Wednesday, January 11, 2006

Well, here we are again: Free speech, the crowded theater and Brambleberry's muzzle.

The Tribune’s city council coverage focuses on Monday evening’s leadership contest and CM Jeff Gahan’s goals for his second term as council president.

Gahan remains council president; He bested Dan Coffey by a 6-3 vote, by Amany Ali, (News-Tribune).

Jeff Gahan is determined to change New Albany City Council meetings …

… “The ultimate goal is to make New Albany a better place to live, work and play,” Gahan said after the meeting. “We have to have good decisions. To do that, we have to get all the information on a timely basis.” …

…Gahan has also pledged to transform council meetings from their current state to that of a more dignified forum …

… Gahan began his new approach during Monday’s meeting when he kept tight reins on David Huckleberry, a citizen who consistently speaks at council meetings. Huckleberry often releases verbal attacks on the administration.”

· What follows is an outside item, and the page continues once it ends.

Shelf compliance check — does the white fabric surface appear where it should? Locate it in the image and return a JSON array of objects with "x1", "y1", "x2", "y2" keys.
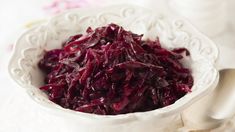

Not unexpectedly, Citizen Huckleberry is being portrayed as a hero within the cluttered confines of the spitwad blogyard, where selective enforcement is far less of a problem than selective interpretation.

Citizen Huckleberry’s well-rehearsed shuck and jive – the voice of doom at the end of the Pledge of Allegiance, the sheaf of soiled newspapers, the folksy delivery that wouldn’t be out of place as a subject of Gene Kelly’s barbs in “Inherit the Wind” – can be humorous the first four or five times that one is forced to endure it and then, like reruns of Gillgan’s Island, it becomes progressively sadder with each repeated viewing.

But … aren’t Citizen Huckleberry’s juvenile antics representative of the price we must pay to preserve freedom of speech?

Maybe.

But maybe not.

After all, the sergeant at arms is there for a reason, and most – not all – of us understand that free speech is accompanied by a responsibility to use as directed.

That’s right, wee ones; you must play “by the rules.”

Recalling the last council meeting of 2005, when Citizen Huckleberry’s embarrassing patter took a profoundly dark turn when he began berating the Mayor’s elderly mother for intimidating his own parents with regard to the necessity of stifling his shtick, CM Gahan can be easily forgiven for greeting the speaker’s homily-draped slanderous talons with considerable preemptive caution.

Would the county council’s Ted Heavrin have been as indulgent toward Citizen Huckleberry’s antics as council president Gahan has in the past?

We think you already know the answer to that question.

What is painfully obvious to all but a few Lite-soaked Luddite Bar & Grill patrons is that there’s no one stopping Citizen Huckleberry from displaying his performance art when and where he pleases, just so long as he doesn’t do his politically-motivated soft shoe (with hidden dagger) when the routine is calculated to disrupt, which absolutely is his grandstanding intention at city council meetings.

Just because someone is perfectly content to see New Albany remain a third-class city (Citizen Huckleberry’s own words) doesn’t mean that he has a “right” to reduce any proceeding in which he takes part to that level of underachievement.

After all, that's CM Dan Coffey's job.